Evidence that a reduced treatment achieves similar outcomes is beneficial because shorter interventions may be more cost-effective and more acceptable to participants. Cost-effectiveness is defined as the efficacy of an intervention in achieving targeted outcomes in relation to its costs (Rossi, Freeman, and Lipsey, 1999). Cost effectiveness analysis has become extremely popular in health care, because resources continue to be constrained and such analysis provides guidance on how best to allocate scare health care dollars (Buerhaus, 2004). In conducting such studies, researchers often conduct sensitivity analyses, to estimate the consequences of varying key components (Rossi, Freeman, and Lipsey, 1999). The purpose of this study, therefore, was to investigate the efficiency of shortening a memory intervention on targeted memory and health-related outcomes among community dwelling elders. The following research question was posed: What are the changes across time in memory and functional outcomes for those who received memory classes delivered over 8-sessions compared with those who received 4 sessions?

METHODS

Recruitment

Following approval from the researchers’ Institutional Review Board, study participants in the 8-session memory intervention were recruited from metropolitan Central Texas through mass media, and direct recruitment at city-run senior activity centers, churches, and community activities. Sample size was based upon a power analysis designed to determine the number of subjects needed to detect a statistically significant difference in the outcome measures. All individuals were pre-screened to meet the eligibility criteria of being 65 years of age or older, having no vision and or hearing problems that would interfere with class participation, English speaking, living independently in the community, and having reliable transportation. At the initial screening, participants gave informed consent and completed the Mini-Mental Status Examination (Folstein, Folstein, & McHugh, 1975) designed to screen out those with moderate to severe cognitive impairment. The original MMSE criterion was set at 23. However, 3 minority group participants with low educational level who had MMSE scores of 20 or above were allowed to participate because previous studies have shown that the MMSE cut off should be adjusted downward for this group (Blesa, et al., 2001), and these three individuals evidenced no other indication of dementia. Eligible participants then completed a battery of performance tests and self-report measures designed to assess memory functioning, attitudes toward memory, and activities of daily living prior to participating in the memory classes. At the conclusion of the 8 sessions, they again completed the same battery of performance tests and self-report measures.

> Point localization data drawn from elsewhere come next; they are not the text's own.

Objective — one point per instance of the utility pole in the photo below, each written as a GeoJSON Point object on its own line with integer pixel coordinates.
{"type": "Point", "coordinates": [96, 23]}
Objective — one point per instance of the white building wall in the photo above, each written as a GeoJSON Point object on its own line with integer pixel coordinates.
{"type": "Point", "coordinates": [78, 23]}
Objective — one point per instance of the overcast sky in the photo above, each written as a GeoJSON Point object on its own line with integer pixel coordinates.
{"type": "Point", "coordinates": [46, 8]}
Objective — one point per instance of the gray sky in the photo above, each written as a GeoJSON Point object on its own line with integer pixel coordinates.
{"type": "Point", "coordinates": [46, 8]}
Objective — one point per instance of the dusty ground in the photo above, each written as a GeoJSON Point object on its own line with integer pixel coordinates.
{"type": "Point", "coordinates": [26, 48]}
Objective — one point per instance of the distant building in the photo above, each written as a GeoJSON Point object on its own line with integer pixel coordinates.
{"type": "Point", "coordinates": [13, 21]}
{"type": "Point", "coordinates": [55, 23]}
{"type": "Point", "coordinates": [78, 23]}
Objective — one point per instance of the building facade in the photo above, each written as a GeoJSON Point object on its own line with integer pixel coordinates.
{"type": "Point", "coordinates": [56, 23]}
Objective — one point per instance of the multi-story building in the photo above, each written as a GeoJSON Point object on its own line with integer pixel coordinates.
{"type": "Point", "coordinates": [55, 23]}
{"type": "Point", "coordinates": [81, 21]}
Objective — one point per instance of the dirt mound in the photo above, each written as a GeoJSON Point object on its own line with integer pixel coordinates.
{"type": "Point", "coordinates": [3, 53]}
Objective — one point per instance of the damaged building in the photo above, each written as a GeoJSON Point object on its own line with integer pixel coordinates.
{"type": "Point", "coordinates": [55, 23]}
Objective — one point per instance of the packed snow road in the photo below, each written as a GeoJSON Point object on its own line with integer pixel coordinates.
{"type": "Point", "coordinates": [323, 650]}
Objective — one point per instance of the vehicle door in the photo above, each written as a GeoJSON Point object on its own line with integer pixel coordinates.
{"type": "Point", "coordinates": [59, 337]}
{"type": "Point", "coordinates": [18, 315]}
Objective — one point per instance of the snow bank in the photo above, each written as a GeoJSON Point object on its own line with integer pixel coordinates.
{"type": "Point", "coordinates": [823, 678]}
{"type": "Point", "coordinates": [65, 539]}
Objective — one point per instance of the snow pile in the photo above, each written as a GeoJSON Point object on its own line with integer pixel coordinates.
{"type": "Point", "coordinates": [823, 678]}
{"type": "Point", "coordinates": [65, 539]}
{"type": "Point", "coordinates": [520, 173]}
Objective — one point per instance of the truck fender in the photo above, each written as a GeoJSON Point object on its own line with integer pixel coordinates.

To assess the impact of shortening the intervention, a second group of elders from the same geographic area was recruited to participate in an educational intervention with half as many sessions. Participants in the 4-session intervention were all recruited from a YMCA senior exercise class. They met the same inclusion criteria as the initial 8-session group and completed the same assessment battery at the beginning and end of their memory intervention. Because the intervention was designed to be delivered in small groups of less than 30 participants, 27 individuals were recruited to participate in the group that tested the shortened intervention.

Interventions

The same doctorally-prepared educational psychologist, who had extensive experience working with older adults, was the instructor for all classes. The classes were held in small groups of 30 or less in community locations that were convenient for participants.

Description of Primary Intervention

The Cognitive Behavioral Model of Everyday Memory built upon knowledge gained from previously developed intervention models designed to enhance older adults’ memory performance. The first, Concentration and Menmonic training, emphasized relaxation training and taught one or two mnemonic strategies (Yesavage, 1983, 1984; Yesavage, Rose, & Spiegel, 1982; Yesavage & Jacob, 1984). The second, the Adult Development and Enrichment Project (ADEPT), emphasized fluid ability training (Baltes, Kliegel, Dittman-Kohli, 1988; Baltes, Sowarka, & Kliegel, 1989; Dittmann-Kohli, et al., 1991; Willis, Blieszner, & Baltes, 1981; Willis & Schaie, 1986; Willis & Nesselroade, 1990; Willis, Jay, Diehl, & Marsiske, 1992). The third, Cognitive Restructuring, emphasized “control,” individuals can exercise over their memory (Lachman, et al., 1987; Lachman et al., 1992). However, these intervention models ignored important aspects of memory training now known to influence memory performance, in particular memory self-efficacy (beliefs and confidence), and metamemory (knowledge and perceptions). In their meta-analyses, Floyd and Scogin (1997) and Verhaeghen, Marcoen, and Goossens (1992) concluded that future intervention studies should include ways to increase participants’ awareness and knowledge (metamemory), decrease their negative beliefs (memory self-efficacy), and decrease their negative memory-related affect (anxiety) because modification of negative attitudes toward cognitive aging is essential for the successful interventions.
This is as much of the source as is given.